Summarize HED validation¶
The summarize_hed_validation operation runs the HED validator on the requested data and produces a summary of the errors. For more information on HED validation, see the HED validation guide.
Purpose¶
Use this operation to:
Validate HED annotations in event files and sidecars
Identify annotation errors and warnings
Check consistency of definitions and tag usage
Verify onset/offset matching and temporal consistency
Document validation status for datasets
Parameters¶
In addition to the required summary_name and summary_filename parameters, the summarize_hed_validation operation has an optional boolean parameter check_for_warnings. If check_for_warnings is false, the summary will not report warnings.
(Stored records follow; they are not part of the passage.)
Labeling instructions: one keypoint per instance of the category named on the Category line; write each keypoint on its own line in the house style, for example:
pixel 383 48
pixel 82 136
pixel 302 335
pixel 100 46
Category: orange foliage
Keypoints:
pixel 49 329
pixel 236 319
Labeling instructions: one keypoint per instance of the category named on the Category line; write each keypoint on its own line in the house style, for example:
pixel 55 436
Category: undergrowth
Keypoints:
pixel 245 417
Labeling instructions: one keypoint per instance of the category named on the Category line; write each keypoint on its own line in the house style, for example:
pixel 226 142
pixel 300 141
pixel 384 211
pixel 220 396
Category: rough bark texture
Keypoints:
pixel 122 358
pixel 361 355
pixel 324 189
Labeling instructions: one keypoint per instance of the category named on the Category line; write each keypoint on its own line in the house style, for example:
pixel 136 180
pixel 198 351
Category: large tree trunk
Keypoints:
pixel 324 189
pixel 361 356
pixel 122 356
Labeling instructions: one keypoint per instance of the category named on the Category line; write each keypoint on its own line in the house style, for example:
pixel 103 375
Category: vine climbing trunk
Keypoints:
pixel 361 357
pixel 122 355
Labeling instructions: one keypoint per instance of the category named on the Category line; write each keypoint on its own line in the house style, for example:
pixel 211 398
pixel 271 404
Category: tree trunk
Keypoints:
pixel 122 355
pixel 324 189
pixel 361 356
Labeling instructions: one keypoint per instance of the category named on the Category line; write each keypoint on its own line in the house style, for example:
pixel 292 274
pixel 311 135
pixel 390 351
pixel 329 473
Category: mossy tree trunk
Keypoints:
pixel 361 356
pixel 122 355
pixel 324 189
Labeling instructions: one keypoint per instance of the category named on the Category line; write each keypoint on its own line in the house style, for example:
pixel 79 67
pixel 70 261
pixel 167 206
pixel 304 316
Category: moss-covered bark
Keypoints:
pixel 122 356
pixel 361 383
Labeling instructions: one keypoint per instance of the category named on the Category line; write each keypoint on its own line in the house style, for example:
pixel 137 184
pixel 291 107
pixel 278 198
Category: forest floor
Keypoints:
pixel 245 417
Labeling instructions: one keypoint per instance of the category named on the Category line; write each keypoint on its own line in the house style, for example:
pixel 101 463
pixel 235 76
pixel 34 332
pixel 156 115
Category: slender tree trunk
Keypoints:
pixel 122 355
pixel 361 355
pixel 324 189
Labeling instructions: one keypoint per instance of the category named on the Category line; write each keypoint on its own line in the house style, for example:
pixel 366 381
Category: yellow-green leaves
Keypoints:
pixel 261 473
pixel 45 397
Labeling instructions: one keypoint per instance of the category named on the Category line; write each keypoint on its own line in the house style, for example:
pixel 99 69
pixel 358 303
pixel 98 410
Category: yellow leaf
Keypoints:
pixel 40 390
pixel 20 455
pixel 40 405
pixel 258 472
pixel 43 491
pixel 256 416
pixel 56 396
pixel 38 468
Parameters for the summarize_hed_validation operation.
Parameter |
Type |
Description |
|---|---|---|
summary_name |
str |
A unique name used to identify this summary. |
summary_filename |
str |
A unique file basename to use for saving this summary. |
append_timecode |
bool |
(Optional: Default false) If true, append a time code to filename. |
check_for_warnings |
bool |
(Optional: Default false) If true, warnings are reported in addition to errors. |
The summarize_hed_validation is a HED operation and the calling program must provide a HED schema version and usually a JSON sidecar containing the HED annotations.
The validation process takes place in two stages: first the JSON sidecar is validated. This strategy is used because a single error in the JSON sidecar can generate an error message for every line in the corresponding data file.
If the JSON sidecar has errors (warnings don’t count), the validation process is terminated without validation of the data file and assembled HED annotations.
If the JSON sidecar does not have errors, the validator assembles the annotations for each line in the data files and validates the assembled HED annotation. Data file-wide consistency, such as matched onsets and offsets, is also checked.
Example¶
A JSON file with a single summarize_hed_validation summarization operation.
[{
"operation": "summarize_hed_validation",
"description": "Summarize validation errors in the sample dataset.",
"parameters": {
"summary_name": "AOMIC_sample_validation",
"summary_filename": "AOMIC_sample_validation",
"check_for_warnings": true
}
}]
Results¶
To demonstrate the output of the validation operation, we modified the first row of the sample remodel event file so that trial_type column contained the value baloney rather than go. This modification generates a warning because the meaning of baloney is not defined in the sample remodel sidecar file. The results of executing the example operation with the modified file are shown in the following example.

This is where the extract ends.